Sunday, April 18, 2010

Sealpups dying off the coast of Germany


Experts Baffled by Mass Seal Pup Deaths

A rash of deaths among young seals along the North Sea coast has puzzled German marine biologists, who wonder whether the deaths represent a worrying trend for the local ecosystem. In Schleswig-Holstein, most of the seal pups born in 2009 have perished.

German marine biologists have been left scratching their heads by a disturbing trend in the North Sea. Within the past year, more than 900 dead seals have washed up along the North Sea coast in the state of Schleswig-Holstein, according to a report released this week by the state. Researchers fear extreme winter conditions may have weakened the animals and put them at greater risk for illness and parasites.
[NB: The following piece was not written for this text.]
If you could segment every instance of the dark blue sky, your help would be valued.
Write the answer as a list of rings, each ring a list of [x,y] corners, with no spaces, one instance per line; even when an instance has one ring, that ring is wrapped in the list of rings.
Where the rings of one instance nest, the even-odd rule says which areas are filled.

"A certain number of dead seals are normal, but three times as many seals as usual died in the past fall and winter," Kai Abt, a biologist at Wildlife Consulting in Kiel, who carried out the report for the state told the German news agency DDP. Abt believes that the lion's share of seals born in the area in 2009 have perished.

Researchers are now seeking to determine the exact causes of death. In many cases, researchers believe, the seal pups may have fallen victim to parasites. In post-mortem examinations of seals, researchers in the state said that the pestilent lungworm parasite had been found often in the more than 200 bodies they inspected. Lungworm is common in mammals including rats, cattle and cats. The parasites usually live in the respiratory and vascular systems of animals and in many cases lead to pneumonia and bacterial infections. Hungry seal pups are more vulnerable to lungworm, which can often lead to death.

Researchers have ruled out the possibility that the deaths were caused by phocine distemper virus, which caused a mass die-out of seals along the North Sea coast between 1988 and 2002.

A Global Warming Connection?

For his part, Abt suspects there may be a link between climate change, the corresponding influx of nutrients from the Atlantic Ocean into the North Sea and the rising number of dead seal pups. Abt believes the phenomenon may be influencing local fish stocks and causing a food shortage -- one that can be fatal to young pups that are still learning how to hunt and survive and cannot dive as deep for food as mature seals. The young seals typically feed on flounder, crab, and other small fish.


But other scientists dispute his thesis, arguing there is no proof that food stocks for young seals have been reduced.

Just last summer the state's seal population reached 8,415, its highest total since records started being kept in 1975. And in the nearby state of Lower-Saxony, the seal population is nearly as bountiful, with the state recording its second-highest seal population in 2009. The state also reported deaths of approximately 100 seal pups last year, but officials said that figure was not significantly greater than in other years and was likely attributable to the extreme winter. In recent years, the total population of seals off of Germany's North Sea coast has risen by between 10 and 20 percent.

Whether a bewildering trend or a seasonal exception, all researchers involved agree that the North Sea ecosystem needs further study in order to explain the causes of why so many seal pups are dying.